I wondered why her statement bothered me so much. After all, wasn’t it a compliment? I then realized that it was the underlying expectation that disturbed me: the expectation of success. We pressure ourselves to excel in every aspect of our lives: academic, social and even extracurricular (which, mind you, is supposed to be a break from academics). We view every realm of our lives as an area to excel. The motto goes “If you’re not the best, why even bother?”

That logic drives us to do activities that we’re good at, rather than what we actually enjoy. In a more twisted version of this, some of us believe that we enjoy certain activities solely because we are good at them. Part of this is perpetuated by the exclusive nature of clubs at Yale — you can’t try a new activity if you’re not competitive enough to make it in. Part of this is the desire to not waste our talents, to continue pursuing what we’re good at. Part of this is our fear of the unknown. But the main question underlying all of this is: How will this advance my future goals?

Many of us would do well to remember that the present is worth living for. An activity that you’re mediocre at but genuinely enjoy can provide something far more important than a resume boost — the intellectual rigor of trying something new, a space separate from the competitive demands of the everyday. I happen to find (extremely basic) drawing and painting enjoyable. Even if I’m not naturally adept at it, drawing has helped me become better able to express my emotions through art. It contributes something meaningful to my life. Why can’t we accept that there are some things that we will do solely for personal enjoyment and growth, rather than skill and future accomplishments?
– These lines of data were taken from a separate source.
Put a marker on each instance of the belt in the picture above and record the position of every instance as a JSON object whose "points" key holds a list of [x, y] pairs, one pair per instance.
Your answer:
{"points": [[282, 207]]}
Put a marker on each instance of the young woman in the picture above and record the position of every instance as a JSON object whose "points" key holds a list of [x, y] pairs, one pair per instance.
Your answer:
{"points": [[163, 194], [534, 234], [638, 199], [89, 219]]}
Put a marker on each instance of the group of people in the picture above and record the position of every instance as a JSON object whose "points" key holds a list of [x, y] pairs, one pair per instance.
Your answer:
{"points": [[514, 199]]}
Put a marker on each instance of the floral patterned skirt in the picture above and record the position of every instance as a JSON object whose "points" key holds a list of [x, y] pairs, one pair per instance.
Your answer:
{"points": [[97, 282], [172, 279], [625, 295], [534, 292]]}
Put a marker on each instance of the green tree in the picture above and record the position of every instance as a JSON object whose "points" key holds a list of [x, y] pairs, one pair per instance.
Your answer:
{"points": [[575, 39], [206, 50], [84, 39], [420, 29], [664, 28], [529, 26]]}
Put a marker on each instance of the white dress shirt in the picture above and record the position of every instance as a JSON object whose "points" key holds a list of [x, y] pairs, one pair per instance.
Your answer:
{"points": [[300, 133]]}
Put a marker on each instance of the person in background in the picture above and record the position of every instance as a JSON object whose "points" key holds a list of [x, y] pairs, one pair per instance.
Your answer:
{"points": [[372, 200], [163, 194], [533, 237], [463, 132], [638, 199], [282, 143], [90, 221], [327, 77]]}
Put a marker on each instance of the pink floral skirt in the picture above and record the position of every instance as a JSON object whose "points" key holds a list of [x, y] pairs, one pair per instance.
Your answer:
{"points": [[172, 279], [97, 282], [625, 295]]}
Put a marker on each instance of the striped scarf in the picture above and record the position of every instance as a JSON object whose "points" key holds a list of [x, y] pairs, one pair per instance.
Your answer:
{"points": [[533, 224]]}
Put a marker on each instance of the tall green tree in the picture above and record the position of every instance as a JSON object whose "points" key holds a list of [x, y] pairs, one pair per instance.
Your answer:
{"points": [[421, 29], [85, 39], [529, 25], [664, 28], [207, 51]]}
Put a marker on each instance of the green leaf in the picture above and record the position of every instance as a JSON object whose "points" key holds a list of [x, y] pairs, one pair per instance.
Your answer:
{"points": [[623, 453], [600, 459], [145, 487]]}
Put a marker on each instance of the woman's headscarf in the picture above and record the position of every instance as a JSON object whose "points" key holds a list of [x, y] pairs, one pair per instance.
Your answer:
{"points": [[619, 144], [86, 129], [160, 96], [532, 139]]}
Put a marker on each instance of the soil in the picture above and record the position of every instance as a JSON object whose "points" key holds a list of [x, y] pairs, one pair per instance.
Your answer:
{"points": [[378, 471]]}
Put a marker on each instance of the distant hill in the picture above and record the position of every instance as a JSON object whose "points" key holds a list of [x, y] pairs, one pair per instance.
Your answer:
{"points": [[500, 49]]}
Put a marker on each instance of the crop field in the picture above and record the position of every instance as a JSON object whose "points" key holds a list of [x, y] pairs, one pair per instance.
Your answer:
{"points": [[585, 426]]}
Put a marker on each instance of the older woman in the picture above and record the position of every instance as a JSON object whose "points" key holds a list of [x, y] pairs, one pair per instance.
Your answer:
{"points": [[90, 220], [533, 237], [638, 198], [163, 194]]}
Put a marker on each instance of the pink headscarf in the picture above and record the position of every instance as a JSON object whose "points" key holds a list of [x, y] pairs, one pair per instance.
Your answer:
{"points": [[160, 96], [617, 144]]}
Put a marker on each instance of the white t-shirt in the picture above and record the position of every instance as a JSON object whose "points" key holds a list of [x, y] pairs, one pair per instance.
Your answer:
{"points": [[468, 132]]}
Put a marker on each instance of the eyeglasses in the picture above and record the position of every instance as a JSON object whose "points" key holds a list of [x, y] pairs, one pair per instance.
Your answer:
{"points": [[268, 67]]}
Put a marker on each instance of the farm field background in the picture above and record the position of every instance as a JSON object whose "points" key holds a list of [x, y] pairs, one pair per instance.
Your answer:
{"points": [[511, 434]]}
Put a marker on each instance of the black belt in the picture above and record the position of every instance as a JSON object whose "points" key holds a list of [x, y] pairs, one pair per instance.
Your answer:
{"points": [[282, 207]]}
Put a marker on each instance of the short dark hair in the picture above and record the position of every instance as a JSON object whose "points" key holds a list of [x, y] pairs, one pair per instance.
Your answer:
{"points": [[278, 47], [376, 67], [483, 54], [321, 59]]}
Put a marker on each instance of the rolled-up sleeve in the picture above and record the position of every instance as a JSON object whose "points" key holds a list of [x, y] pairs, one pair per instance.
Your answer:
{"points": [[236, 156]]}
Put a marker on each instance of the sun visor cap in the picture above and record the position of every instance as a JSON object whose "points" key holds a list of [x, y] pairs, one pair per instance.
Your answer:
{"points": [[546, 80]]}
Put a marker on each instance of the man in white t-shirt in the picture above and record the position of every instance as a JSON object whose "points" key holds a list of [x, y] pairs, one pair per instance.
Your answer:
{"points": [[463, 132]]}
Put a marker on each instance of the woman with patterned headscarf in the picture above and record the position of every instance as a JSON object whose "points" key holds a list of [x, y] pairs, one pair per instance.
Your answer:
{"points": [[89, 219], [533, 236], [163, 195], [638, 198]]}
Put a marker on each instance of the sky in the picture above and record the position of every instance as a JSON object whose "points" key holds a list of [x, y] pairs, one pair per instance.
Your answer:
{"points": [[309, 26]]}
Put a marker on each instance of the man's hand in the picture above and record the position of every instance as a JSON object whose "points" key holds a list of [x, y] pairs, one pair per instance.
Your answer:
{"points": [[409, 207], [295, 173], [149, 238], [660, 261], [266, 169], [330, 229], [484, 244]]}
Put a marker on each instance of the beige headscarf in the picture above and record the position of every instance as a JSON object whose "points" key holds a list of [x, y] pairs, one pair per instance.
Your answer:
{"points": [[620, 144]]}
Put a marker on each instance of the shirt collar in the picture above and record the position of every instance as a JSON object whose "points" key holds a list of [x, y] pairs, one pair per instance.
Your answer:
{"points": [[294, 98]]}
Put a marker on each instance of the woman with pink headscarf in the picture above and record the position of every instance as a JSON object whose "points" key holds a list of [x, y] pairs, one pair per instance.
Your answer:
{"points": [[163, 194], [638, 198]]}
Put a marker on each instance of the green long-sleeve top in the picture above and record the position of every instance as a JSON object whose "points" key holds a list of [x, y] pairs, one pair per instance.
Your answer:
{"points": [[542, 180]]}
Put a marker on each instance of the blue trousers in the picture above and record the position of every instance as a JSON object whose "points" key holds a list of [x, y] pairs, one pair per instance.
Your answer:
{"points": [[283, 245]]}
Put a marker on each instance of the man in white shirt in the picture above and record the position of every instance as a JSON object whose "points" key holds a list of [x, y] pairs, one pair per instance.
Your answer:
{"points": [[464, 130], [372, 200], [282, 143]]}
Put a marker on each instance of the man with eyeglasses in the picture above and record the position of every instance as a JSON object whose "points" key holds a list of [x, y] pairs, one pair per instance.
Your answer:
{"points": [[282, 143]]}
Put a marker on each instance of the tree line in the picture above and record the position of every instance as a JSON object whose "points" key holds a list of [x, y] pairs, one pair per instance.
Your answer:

One of my favorite hobbies is decorating my collage board. I first made it in ninth grade with my father, melding a four-by-six cork board with a frame that we built ourselves from crown molding before spray-painting it silver. Every month in high school (and now during college breaks), I create and hang massive collages, using clippings from magazines and everyday trinkets such as advertisements, fabrics and earrings. Over time, I’ve organized a proper collection and have hundreds of files sorting various materials. The collages initially reflected whatever aesthetics I liked but have since evolved into something deeper, displaying my dreams and what (or whom) I find inspirational, as well as what I believe my identity encompasses. Six years later, it’s something I still love to do.

My collages aren’t going to change the world, help me get a job, win any trophies or earn me social status. In this way, it is fundamentally different from almost everything I do, and that’s why the collages are special: They’re for me and me only. Arranging parts into a larger whole brings me joy, helping me discover new corners of myself along the way.

So whether you’re a bright-eyed first year at the extracurricular bazaar or a nostalgic senior wrapping up your time here, take a moment when you’re deciding how to spend your remaining time at Yale. Don’t be afraid to schedule hours to just draw triangles aimlessly, create collages or whatever might bring you joy and personal growth. Prioritizing your happiness might be the best extracurricular you choose here.